GR L 6334 46; (February, 1954) (Digest)
G.R. No. L-6334 and L-6346; February 25, 1954
SEBASTIAN C. PALANCA, petitioner, vs. POTENCIANO PECSON, ETC., ET AL., respondents.
FACTS
In Special Proceedings No. 12126 (testate proceedings for the will of Carlos Palanca y Tanguinlay), Rafael Dinglasan was the attorney for Sebastian Palanca, an heir and oppositor. Due to differences, Palanca dispensed with Dinglasan’s services, and Dinglasan withdrew as counsel after the case was appealed to the Supreme Court. On July 7, 1952, Dinglasan filed a notice of attorney’s lien in the testate proceedings, claiming his services from September 1950 to March 1952 were reasonably worth at least P20,000, that Palanca had paid only P3,083, leaving a balance of P16,917, and praying the lien be entered on the record against any property or money adjudged to Palanca. Judge Potenciano Pecson ordered the notice attached to the record. On July 9, 1952, Dinglasan filed a petition in the same proceedings to fix his fees at not less than P20,000 and enforce the unpaid balance as a lien. Palanca’s motions to dismiss and for reconsideration were denied. Palanca assailed these actions via certiorari (G.R. No. L-6334). Separately, on July 10, 1952, Palanca filed in the intestate proceedings a petition for an advance inheritance of P2,000. Judge Pecson suspended action on this petition until Dinglasan’s fee petition was finally disposed of. After denial of his motion for reconsideration, Palanca filed a petition for mandamus (G.R. No. L-6346) to compel Judge Pecson to act on his petition for advance inheritance.
ISSUE
1. Whether the notice of attorney’s lien may be allowed at the stage when it was filed, i.e., before a final judgment in favor of the client was secured by the attorney.
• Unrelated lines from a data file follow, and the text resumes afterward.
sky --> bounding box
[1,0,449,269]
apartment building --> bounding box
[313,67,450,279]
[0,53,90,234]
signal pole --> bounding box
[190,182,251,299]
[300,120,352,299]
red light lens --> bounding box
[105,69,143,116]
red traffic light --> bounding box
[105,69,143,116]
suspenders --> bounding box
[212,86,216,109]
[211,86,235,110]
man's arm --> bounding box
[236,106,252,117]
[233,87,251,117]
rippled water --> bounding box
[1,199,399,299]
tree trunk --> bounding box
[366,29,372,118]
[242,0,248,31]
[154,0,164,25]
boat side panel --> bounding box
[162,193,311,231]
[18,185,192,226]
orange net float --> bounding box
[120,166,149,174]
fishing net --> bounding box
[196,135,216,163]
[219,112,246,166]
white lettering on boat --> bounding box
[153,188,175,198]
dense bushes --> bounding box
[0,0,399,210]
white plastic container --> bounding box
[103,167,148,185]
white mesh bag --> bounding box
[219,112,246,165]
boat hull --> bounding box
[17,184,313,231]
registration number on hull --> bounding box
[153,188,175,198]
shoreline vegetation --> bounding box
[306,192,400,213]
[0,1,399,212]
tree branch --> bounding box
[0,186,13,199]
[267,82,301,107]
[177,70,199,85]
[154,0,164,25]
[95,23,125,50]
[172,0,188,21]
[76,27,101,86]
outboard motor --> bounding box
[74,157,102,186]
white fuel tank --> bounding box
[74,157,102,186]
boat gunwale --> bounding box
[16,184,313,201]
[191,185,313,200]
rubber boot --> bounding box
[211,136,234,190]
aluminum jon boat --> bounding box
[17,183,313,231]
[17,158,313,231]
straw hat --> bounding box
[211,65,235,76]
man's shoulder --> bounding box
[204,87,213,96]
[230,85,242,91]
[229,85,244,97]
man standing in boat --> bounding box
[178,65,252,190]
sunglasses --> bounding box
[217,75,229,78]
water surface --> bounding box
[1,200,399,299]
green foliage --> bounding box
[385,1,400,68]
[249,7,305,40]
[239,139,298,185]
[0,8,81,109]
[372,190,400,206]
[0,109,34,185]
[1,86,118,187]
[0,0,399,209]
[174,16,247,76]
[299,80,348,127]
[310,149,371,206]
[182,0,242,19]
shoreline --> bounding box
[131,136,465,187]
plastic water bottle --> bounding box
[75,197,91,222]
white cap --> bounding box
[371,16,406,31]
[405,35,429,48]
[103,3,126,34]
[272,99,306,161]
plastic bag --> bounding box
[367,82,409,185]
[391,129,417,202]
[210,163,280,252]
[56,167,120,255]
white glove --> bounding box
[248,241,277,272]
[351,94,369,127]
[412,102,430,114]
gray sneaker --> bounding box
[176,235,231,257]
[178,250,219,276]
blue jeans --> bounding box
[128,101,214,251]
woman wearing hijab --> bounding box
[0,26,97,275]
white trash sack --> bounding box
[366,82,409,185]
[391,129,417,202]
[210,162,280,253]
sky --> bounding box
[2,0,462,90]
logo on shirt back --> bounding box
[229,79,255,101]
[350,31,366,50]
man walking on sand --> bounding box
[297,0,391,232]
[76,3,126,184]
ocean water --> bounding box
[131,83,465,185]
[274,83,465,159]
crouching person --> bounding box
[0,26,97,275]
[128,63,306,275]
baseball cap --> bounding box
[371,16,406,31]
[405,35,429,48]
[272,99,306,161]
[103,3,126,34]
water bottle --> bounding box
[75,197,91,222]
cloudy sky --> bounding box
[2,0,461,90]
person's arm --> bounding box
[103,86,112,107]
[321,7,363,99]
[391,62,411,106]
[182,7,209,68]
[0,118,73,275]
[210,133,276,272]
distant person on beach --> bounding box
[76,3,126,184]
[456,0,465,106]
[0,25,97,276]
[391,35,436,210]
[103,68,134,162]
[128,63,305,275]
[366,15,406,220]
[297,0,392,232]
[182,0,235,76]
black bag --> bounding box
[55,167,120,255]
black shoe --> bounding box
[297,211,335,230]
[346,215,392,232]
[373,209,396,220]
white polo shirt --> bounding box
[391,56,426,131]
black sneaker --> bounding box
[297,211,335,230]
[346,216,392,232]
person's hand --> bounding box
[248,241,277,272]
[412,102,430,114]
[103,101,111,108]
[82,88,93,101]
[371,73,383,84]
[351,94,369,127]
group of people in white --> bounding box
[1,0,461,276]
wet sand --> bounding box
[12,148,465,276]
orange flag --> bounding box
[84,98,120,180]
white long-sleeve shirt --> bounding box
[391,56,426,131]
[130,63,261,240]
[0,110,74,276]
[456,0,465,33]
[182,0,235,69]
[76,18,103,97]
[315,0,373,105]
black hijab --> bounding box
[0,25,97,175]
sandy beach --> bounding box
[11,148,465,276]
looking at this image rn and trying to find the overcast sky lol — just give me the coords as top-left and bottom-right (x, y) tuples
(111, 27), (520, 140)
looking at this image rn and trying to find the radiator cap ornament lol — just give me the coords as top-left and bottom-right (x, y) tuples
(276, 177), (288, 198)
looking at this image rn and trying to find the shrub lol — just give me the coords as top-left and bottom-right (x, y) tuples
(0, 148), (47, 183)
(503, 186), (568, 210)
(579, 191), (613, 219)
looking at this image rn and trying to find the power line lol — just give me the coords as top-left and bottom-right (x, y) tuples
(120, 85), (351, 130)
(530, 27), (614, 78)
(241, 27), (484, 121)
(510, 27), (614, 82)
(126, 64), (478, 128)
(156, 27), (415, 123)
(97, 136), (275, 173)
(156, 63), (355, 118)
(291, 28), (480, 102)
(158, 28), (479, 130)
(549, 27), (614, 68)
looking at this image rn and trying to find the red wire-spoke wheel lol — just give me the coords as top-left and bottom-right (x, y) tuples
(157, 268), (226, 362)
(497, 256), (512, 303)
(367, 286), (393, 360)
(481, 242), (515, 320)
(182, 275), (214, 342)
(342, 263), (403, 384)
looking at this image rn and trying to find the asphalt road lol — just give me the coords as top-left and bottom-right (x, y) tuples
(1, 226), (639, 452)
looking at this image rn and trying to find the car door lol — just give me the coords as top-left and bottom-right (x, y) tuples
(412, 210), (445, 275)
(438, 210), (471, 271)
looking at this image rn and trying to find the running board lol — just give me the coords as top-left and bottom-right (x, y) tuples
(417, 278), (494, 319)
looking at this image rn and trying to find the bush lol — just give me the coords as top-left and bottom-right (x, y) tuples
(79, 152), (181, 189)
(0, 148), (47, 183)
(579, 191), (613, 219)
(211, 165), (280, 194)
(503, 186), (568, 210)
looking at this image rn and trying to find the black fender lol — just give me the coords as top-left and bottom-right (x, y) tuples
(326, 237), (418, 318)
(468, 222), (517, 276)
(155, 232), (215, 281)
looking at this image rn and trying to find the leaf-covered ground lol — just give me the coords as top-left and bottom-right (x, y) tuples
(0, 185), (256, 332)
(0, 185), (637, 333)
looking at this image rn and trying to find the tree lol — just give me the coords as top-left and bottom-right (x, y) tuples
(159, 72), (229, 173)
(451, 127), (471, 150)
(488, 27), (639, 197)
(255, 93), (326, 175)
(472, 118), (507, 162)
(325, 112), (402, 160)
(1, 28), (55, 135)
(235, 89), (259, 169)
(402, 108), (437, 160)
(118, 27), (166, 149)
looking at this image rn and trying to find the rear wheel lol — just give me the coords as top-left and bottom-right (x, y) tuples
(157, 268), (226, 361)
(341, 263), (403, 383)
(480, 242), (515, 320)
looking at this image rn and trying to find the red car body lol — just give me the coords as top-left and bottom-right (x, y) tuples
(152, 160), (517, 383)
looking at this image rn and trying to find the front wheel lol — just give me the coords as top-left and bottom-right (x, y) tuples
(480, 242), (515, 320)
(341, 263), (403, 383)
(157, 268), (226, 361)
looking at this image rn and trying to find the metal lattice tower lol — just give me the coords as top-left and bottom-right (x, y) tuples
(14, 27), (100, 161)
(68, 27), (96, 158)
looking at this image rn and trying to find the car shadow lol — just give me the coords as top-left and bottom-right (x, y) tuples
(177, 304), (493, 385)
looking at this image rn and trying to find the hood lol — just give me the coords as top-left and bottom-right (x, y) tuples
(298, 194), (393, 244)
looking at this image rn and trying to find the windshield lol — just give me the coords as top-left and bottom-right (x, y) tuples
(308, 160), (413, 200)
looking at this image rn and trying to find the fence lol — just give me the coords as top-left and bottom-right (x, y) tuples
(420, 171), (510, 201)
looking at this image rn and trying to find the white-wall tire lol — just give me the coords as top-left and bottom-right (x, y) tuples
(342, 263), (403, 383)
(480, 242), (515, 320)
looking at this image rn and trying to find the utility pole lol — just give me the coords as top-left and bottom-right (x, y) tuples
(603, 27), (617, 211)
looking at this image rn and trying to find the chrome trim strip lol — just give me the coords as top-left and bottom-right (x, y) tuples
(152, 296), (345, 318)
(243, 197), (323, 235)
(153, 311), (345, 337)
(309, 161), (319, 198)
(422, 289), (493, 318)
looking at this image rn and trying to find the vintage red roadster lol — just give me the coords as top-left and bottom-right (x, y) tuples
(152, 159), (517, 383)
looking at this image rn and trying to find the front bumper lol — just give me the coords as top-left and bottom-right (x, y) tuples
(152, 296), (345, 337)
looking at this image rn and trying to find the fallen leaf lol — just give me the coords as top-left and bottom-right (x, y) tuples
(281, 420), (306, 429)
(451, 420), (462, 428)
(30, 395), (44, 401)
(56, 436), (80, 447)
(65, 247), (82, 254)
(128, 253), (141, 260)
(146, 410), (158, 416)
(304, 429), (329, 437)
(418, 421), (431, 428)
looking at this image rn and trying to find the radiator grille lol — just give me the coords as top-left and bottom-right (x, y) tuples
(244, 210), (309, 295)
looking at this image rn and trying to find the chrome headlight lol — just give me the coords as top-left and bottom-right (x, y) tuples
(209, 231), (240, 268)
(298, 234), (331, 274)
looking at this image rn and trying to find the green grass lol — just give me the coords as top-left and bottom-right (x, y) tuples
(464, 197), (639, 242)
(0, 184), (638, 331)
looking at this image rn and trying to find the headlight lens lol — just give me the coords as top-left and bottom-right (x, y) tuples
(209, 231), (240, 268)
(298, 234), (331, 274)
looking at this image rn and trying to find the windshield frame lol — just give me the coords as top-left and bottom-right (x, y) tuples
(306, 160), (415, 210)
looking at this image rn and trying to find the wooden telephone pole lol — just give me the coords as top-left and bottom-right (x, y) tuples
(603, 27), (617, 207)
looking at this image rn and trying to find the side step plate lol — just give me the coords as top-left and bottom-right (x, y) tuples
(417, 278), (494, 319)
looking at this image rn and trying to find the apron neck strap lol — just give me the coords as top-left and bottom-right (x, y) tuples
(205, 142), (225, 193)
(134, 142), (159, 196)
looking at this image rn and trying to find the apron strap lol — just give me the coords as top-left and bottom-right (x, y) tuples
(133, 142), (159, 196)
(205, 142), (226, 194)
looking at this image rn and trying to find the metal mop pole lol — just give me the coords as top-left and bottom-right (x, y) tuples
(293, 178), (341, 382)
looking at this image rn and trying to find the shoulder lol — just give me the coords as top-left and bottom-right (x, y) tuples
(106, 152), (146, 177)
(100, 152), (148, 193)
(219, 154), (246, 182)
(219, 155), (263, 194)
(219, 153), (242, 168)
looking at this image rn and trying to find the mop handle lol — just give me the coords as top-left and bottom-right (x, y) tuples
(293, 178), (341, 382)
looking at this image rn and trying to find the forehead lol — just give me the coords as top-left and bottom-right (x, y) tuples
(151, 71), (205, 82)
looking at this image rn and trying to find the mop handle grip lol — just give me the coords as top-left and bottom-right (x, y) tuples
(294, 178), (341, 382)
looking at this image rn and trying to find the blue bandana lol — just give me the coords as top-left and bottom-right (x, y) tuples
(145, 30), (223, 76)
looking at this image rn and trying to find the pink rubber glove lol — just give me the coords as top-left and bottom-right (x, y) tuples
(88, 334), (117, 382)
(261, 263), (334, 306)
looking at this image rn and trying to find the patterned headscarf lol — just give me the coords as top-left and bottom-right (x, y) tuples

2. Whether the respondent Judge acted properly in entertaining the petition to determine attorney’s fees and in holding in abeyance Palanca’s petition for advance inheritance.
RULING
1. Yes. Under Section 33, Rule 127 of the Rules of Court, an attorney may cause a statement of his lien to be registered even before the rendition of any judgment. The purpose of the recording is to establish the right to the lien, distinct from its enforcement, which may only occur after a judgment is secured in favor of the client. The provision permits registration even if the lawyer does not finish the case, as an attorney who quits or is dismissed before conclusion is equally entitled to the rule’s protection. This interpretation is supported by Section 24 of Rule 127 (as amended by Republic Act No. 636 ), which grants an attorney a lien upon all money judgments and executions in the cases where his services were retained, without requiring that the judgment must have been secured by that attorney.
2. Yes. The respondent Judge neither acted without jurisdiction nor abused his discretion. A probate court can properly pass upon a petition to determine attorney’s fees to avoid multiplicity of suits, especially when, as here, the court is already familiar with the nature and extent of the lawyer’s services. The filing of a lien does not legally ascertain the amount; the attorney must allege and prove the claimed amount is reasonable and unpaid, and the client has the right to be heard. The application to fix fees can be made before the court that rendered the judgment or in a separate action. Consequently, the suspension of action on the petition for advance inheritance until the attorney’s fee issue is resolved was proper.
The petitions for certiorari (G.R. No. L-6334) and mandamus (G.R. No. L-6346) are dismissed.